There’s our opportunities in volunteering for projects overseas through the Australian Volunteers Program; our work with Researchers in Agriculture for International Development (RAID), and our special international student awards to enable students to be involved in overseas projects as part of university study.

Our conference scholarship program started in 2010 in the hope that by experiencing the Crawford Fund conference and network, our special program of activities around the conference and being mentored by inspirational experienced researchers, young researchers would be inspired and energised to be more involved.

Our competitive Conference Scholarships are offered to young people with a genuine interest in international agricultural research and development to attend the conference and a special set of activities that we have developed since the program commenced in 2010. Our conference scholar alumni now stands at almost 270.

One of the requirements of the scholarship is that each scholar provides us with a reflection on their experience and we will be providing those reflections over the coming weeks, grouped by State or Territory.

Once again, we would like to thank our wonderful mentors who volunteer their time and offer valuable guidance, support and insights to the scholars throughout the conference. Our scholars’ mentors are listed with each scholar’s report.

One Northern Territory scholar attended the 2018 Crawford Fund conference supported by our NT Committee.

NT Committee Sponsored Scholar

Samantha Nowland, University of the Sunshine Coast and NT Government

“I really enjoyed the opportunity to meet such a diverse range of passionate people. It amazed me how many early career opportunities there were to get into international agriculture research, as I am sure this is not the case for many other science sectors.”

NT COMMITTEE

Samantha Nowland, University of the Sunshine Coast and NT Government

Mentor: Tania Paul, Crawford Fund NT Committee

The 2018 Crawford Fund conference was my first of hopefully many.

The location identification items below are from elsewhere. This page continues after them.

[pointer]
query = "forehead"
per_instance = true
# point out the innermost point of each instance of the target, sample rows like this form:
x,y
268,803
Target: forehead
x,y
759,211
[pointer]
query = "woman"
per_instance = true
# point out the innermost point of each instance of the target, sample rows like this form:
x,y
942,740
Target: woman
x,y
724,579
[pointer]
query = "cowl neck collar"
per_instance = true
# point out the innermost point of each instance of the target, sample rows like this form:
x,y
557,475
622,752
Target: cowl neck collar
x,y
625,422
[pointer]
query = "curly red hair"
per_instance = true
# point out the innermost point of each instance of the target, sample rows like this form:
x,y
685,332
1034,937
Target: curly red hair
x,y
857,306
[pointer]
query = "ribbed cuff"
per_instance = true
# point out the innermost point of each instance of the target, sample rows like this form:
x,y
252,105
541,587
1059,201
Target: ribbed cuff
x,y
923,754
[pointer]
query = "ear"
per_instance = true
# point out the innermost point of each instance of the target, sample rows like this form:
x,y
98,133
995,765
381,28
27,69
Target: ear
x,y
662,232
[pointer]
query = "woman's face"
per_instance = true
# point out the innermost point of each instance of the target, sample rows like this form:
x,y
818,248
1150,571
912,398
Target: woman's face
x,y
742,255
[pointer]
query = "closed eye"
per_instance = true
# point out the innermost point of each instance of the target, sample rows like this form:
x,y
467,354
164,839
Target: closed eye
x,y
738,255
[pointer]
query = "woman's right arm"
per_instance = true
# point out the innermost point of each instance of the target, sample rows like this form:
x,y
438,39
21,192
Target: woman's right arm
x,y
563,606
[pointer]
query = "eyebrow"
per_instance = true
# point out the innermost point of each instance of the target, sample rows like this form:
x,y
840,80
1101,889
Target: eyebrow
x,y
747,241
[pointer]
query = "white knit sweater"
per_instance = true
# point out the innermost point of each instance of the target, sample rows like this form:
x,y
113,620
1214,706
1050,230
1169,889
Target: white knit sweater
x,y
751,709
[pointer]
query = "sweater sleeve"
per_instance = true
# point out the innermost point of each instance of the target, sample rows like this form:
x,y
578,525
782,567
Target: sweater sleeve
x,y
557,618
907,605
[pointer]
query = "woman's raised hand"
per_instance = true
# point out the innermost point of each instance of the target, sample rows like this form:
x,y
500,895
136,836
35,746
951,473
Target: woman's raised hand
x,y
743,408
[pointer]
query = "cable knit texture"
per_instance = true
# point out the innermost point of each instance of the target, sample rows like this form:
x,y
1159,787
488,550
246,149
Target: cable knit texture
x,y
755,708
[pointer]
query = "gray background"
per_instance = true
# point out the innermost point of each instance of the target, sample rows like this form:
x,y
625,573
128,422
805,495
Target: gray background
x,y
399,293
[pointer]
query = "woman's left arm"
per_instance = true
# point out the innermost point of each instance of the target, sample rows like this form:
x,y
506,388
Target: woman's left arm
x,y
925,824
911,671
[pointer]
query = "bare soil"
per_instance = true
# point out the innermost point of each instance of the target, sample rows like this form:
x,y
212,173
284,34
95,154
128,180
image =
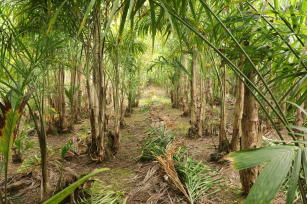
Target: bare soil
x,y
141,182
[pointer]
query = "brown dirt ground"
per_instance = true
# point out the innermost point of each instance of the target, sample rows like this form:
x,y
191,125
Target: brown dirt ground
x,y
125,169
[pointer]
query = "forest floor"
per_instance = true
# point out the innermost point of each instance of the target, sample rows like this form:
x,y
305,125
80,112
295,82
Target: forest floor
x,y
127,174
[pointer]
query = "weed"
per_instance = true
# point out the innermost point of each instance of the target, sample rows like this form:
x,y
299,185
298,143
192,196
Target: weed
x,y
102,194
155,145
68,146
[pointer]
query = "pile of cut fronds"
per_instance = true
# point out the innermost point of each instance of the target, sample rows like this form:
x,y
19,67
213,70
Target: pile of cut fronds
x,y
198,178
99,193
194,179
155,145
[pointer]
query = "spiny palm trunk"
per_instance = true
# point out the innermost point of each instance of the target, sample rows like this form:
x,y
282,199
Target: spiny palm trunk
x,y
250,137
75,102
185,90
237,131
196,126
61,100
223,141
97,149
116,142
41,132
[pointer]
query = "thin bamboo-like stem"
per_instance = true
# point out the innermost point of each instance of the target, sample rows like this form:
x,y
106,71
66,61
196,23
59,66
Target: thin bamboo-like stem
x,y
250,85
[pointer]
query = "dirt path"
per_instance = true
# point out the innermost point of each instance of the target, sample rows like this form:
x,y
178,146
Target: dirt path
x,y
125,169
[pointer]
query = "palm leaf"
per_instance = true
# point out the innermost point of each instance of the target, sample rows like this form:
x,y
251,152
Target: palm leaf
x,y
250,158
294,177
258,194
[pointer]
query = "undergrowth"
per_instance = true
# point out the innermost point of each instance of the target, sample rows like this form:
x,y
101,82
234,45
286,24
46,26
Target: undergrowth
x,y
99,193
198,179
155,145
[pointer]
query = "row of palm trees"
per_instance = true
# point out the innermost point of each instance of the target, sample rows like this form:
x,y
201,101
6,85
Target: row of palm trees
x,y
259,44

It was an inspiring experience to be immersed in the world of international agriculture research and development, with presentations from many amazing leaders about the big issues facing our world’s poorest regions.

I was extremely impressed with Dr Anna Okello’s (ACIAR) presentation on the role of the livestock sector in nutrition. She highlighted the importance of livestock in developing regions and brilliantly navigated a potentially difficult topic, especially following the morning keynote by Dr. Alessandro Demaio (EAT Foundation) who highlighted the need for humans to consume less meat.

The presentations were well balanced (NGO’s, government, private sector, etc.) and led me to think with a more global perspective. The atmosphere of the conference was welcoming and everyone was extremely supportive of the scholars’ attendance (there were 44 of us!). I was excited to see an aquaculture case study make the program as this is a sector that is often overlooked in agriculture. Dr. Jessica Bogard (CSIRO) and Dr Shamia Chowdhury (WorldFish) highlighted the need to take a nutrition-sensitive approach in fisheries and aquaculture, and to investigate the nutrition of the produce we are already consuming. Mola fish are readily consumed throughout Bangladesh but the vitamin A is in the fish eye and head is typically discarded. If whole Mola fish are consumed it could have big impacts on improving micronutrient nutrition, especially in women and young children.

The scholar activities were impressive, and, coming from the Northern Territory there is nothing like it offered locally. All the mentors were extremely supportive and approachable. For people in such senior and important positions to take the time to be genuinely interested in and supportive of young researchers is really something special. I was lucky enough to have Tania Paul (Charles Darwin University) as my mentor. She was exceptional and introduced me to many people I would never have otherwise had the opportunity to meet. A highlight from the scholars’ activities were the honest words of Philmah Seta Waken (NARI, Papua New Guinea) about the attitudes of scientists working in developing countries: “don’t be a know-it-all”. Everyone laughed at the honesty of it but I am sure everyone who has worked in the sector has seen it happen too often.

I really enjoyed the opportunity to meet such a diverse range of passionate people. It amazed me how many early career opportunities there were to get into international agriculture research, as I am sure this is not the case for many other science sectors. 

I think everyone immensely appreciated the effort, time and dedication the Crawford Fund and RAID put into all the scholar activities. It is a unique and extremely rewarding team to be a part of, and I will be highly recommending the conference and scholar program to my friends and colleagues.